Tangents and interrupting (due to interest) - always. It’s just that now, the tangents and jumping around topics are too hard to pick up again. I struggle to remember things, to form consistent and coherent sentences. I know I’m doing it in this post.
I find it stressful meeting people who are very early. I struggle with people who speak very slowly and deliberately or who are overly methodical. I must drive those types insane too.

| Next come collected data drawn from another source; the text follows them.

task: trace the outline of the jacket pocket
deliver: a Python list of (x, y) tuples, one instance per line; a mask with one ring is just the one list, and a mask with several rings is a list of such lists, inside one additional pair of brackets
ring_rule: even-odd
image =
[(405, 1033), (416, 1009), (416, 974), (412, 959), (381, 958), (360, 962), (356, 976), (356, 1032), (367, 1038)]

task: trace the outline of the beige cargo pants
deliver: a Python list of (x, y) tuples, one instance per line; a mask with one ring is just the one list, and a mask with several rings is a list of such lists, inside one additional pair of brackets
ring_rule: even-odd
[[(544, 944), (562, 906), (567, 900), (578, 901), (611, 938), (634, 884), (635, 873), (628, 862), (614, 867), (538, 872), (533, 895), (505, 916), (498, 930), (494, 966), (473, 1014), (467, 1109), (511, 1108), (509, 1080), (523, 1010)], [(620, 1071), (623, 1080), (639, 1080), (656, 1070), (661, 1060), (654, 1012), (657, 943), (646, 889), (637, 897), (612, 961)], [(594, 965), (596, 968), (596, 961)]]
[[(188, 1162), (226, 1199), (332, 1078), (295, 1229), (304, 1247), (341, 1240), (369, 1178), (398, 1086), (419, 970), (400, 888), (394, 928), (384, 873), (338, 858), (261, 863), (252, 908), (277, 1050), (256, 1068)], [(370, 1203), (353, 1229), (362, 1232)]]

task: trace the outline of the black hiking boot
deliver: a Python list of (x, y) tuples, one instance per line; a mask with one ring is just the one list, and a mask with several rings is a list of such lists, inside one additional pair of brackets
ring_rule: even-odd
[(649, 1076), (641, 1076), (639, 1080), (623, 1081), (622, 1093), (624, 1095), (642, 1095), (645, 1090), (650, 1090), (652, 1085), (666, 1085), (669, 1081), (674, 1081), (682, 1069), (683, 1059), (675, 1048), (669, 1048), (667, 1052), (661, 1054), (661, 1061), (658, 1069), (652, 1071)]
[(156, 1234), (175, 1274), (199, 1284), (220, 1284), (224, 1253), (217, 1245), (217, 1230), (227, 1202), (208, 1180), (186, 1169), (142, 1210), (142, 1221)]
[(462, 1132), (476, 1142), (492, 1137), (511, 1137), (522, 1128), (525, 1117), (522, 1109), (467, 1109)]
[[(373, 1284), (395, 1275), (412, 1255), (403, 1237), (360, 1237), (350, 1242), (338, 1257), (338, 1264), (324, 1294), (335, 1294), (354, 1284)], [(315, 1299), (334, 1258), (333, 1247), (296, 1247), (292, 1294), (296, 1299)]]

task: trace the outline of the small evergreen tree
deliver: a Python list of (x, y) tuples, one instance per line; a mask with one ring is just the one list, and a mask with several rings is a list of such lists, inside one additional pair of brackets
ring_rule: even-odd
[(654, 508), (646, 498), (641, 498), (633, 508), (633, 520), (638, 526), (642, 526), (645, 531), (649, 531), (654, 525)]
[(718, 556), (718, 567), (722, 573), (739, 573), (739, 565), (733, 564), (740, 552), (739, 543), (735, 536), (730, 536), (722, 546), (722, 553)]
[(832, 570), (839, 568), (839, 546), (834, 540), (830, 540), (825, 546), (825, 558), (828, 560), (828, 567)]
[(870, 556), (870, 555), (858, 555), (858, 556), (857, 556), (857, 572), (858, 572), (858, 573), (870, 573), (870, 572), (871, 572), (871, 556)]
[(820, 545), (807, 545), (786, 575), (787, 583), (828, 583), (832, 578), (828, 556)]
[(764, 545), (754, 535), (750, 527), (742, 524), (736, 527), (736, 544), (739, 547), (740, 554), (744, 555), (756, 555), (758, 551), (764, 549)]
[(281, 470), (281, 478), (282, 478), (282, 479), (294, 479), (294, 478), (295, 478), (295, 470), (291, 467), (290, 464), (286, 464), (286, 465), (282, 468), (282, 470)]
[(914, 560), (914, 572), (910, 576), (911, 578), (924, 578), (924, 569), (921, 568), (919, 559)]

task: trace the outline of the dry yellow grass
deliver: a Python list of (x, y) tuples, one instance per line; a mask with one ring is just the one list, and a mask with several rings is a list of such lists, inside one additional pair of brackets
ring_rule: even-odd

I’ve always taken friendships seriously - never been a planner, but more a ‘I fancy doing this, who wants to join’. People tell me things, I can be a good listener, I’m a good confidante and would go above and beyond to help someone out. I can’t be the friend I used to be now. Alongside this, apart from my current very long term partner, I’ve been a commitment-phobe. I feel like I’m letting people down constantly as I have so little to give now. I feel like a wrung out cloth that’s been left on a radiator, trying to get damp but the tap will only send a drip every few seconds. Patience has never been a virtue of mine and once the ‘cloth’ starts to get 100 drips or so, this wait is excruciating. I’ve also developed a panache for ridiculously shit analogies.

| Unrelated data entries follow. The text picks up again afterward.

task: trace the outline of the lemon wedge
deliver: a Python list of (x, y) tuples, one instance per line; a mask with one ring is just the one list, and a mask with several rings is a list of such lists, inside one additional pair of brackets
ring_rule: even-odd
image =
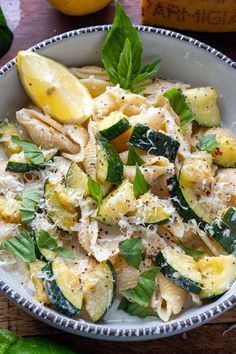
[(81, 124), (92, 115), (87, 88), (64, 65), (23, 50), (18, 52), (17, 68), (32, 101), (58, 122)]

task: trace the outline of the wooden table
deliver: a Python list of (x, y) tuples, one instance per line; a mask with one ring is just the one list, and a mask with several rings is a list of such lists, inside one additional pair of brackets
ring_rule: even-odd
[[(139, 0), (121, 1), (134, 23), (141, 23)], [(69, 17), (54, 10), (46, 0), (1, 0), (10, 26), (14, 29), (14, 42), (9, 52), (0, 59), (0, 66), (14, 57), (18, 50), (75, 28), (111, 23), (114, 5), (91, 16)], [(236, 60), (235, 33), (209, 34), (188, 33)], [(19, 335), (46, 335), (70, 344), (81, 353), (130, 354), (141, 353), (235, 353), (235, 330), (225, 332), (236, 321), (236, 308), (219, 319), (184, 335), (142, 343), (112, 343), (89, 340), (59, 332), (31, 318), (0, 295), (0, 327), (8, 328)], [(23, 354), (23, 353), (22, 353)], [(43, 354), (43, 353), (42, 353)]]

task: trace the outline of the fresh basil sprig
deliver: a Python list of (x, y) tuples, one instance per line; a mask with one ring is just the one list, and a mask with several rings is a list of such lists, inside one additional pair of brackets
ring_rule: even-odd
[(208, 134), (208, 135), (203, 135), (199, 138), (199, 143), (197, 147), (200, 150), (205, 150), (208, 152), (211, 152), (215, 148), (219, 146), (218, 142), (216, 141), (216, 136), (215, 134)]
[(146, 318), (148, 316), (158, 317), (156, 311), (154, 311), (151, 307), (144, 307), (134, 304), (132, 302), (129, 302), (124, 297), (123, 299), (121, 299), (118, 309), (127, 312), (131, 316), (137, 316), (140, 318)]
[(8, 250), (26, 263), (36, 260), (34, 241), (26, 230), (22, 230), (20, 234), (9, 240), (1, 241), (0, 249)]
[(48, 250), (55, 251), (57, 254), (59, 254), (64, 258), (68, 258), (68, 259), (75, 258), (74, 255), (69, 250), (66, 250), (62, 246), (58, 246), (57, 242), (54, 240), (54, 238), (52, 238), (49, 235), (47, 231), (42, 229), (37, 229), (35, 233), (36, 233), (36, 240), (37, 240), (36, 242), (39, 250), (42, 248), (46, 248)]
[(149, 185), (145, 181), (142, 172), (138, 168), (138, 165), (136, 165), (136, 173), (135, 173), (134, 184), (133, 184), (133, 191), (134, 191), (135, 198), (138, 198), (138, 196), (143, 195), (148, 190), (149, 190)]
[(43, 192), (30, 188), (26, 189), (22, 193), (22, 202), (20, 206), (21, 222), (22, 224), (28, 224), (35, 218), (35, 210), (42, 198)]
[(188, 256), (191, 256), (193, 258), (201, 257), (201, 256), (204, 256), (204, 254), (205, 254), (204, 251), (194, 250), (192, 248), (186, 247), (183, 244), (180, 245), (180, 248), (184, 251), (185, 254), (187, 254)]
[(142, 239), (141, 237), (131, 238), (119, 243), (119, 250), (126, 262), (138, 268), (142, 261)]
[(181, 90), (173, 88), (166, 91), (163, 96), (168, 98), (173, 111), (180, 117), (180, 125), (182, 128), (186, 127), (194, 120), (193, 111), (185, 102)]
[(129, 145), (129, 153), (128, 153), (128, 159), (127, 159), (127, 164), (128, 166), (135, 166), (136, 163), (141, 166), (144, 164), (145, 161), (139, 156), (137, 151), (132, 145)]
[(129, 302), (148, 307), (156, 287), (155, 278), (160, 269), (160, 267), (155, 267), (142, 273), (138, 284), (134, 288), (119, 290), (120, 294)]
[(27, 159), (29, 159), (34, 165), (41, 165), (44, 163), (43, 153), (36, 144), (21, 139), (17, 135), (12, 135), (11, 140), (13, 143), (22, 147), (25, 157), (27, 157)]
[(6, 18), (0, 7), (0, 58), (8, 51), (13, 40), (13, 33), (7, 26)]
[(153, 77), (160, 67), (161, 59), (141, 69), (142, 43), (121, 4), (116, 1), (116, 14), (102, 48), (102, 61), (110, 81), (123, 89)]
[(102, 189), (99, 183), (94, 181), (91, 177), (88, 178), (88, 189), (92, 198), (96, 200), (100, 206), (102, 202)]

Whilst people talk about the ‘everything is instant’ now, I feel that the ‘instantness’ I need is eroded. This is exacerbated my the limitations of my illness, which make planning really hard. If I’m well enough, I want to take the kids somewhere or do something. I can’t just drive and turn up somewhere. So much is pre booking into tiny slots, with shit apps and so much more contingency needed for parking, for everybody queuing at the same time due to slots etc. Why can’t I just scan my bloody booking? The admin around school and homework for little ones is relentless too and drives me nuts, digging into valuable family time for little benefit. Waiting lists for everything (be it healthcare, kids activity, an admin dept) seem long, sending something back online with some places is too big a feat, my accountant was repeatedly hassling me for January tax return in September/October. People seem to book things earlier and earlier in advance, shops seem to run out of seasonal (festival) items weeks in advance. If there’s an issue with an administrative thing, it feels like it needs constant chasing with little progress - much more than it used to. I find those things more of a struggle than the average person I think. I’d rather those things were more ‘instant’ and it took Amazon a few days longer to deliver or that retrieving ‘good’ information from the internet was less of an issue (as it used to be).
My daughter, 11, is becoming increasingly interruptive, daydreamy and struggles with simple decisions. She was also way ahead of her class academically for a few years, but this is evening out now. It could be hormones kicking in, could just be her, but could it also be adhd or a result of covid infections? It’s been getting increasingly worse over last few years.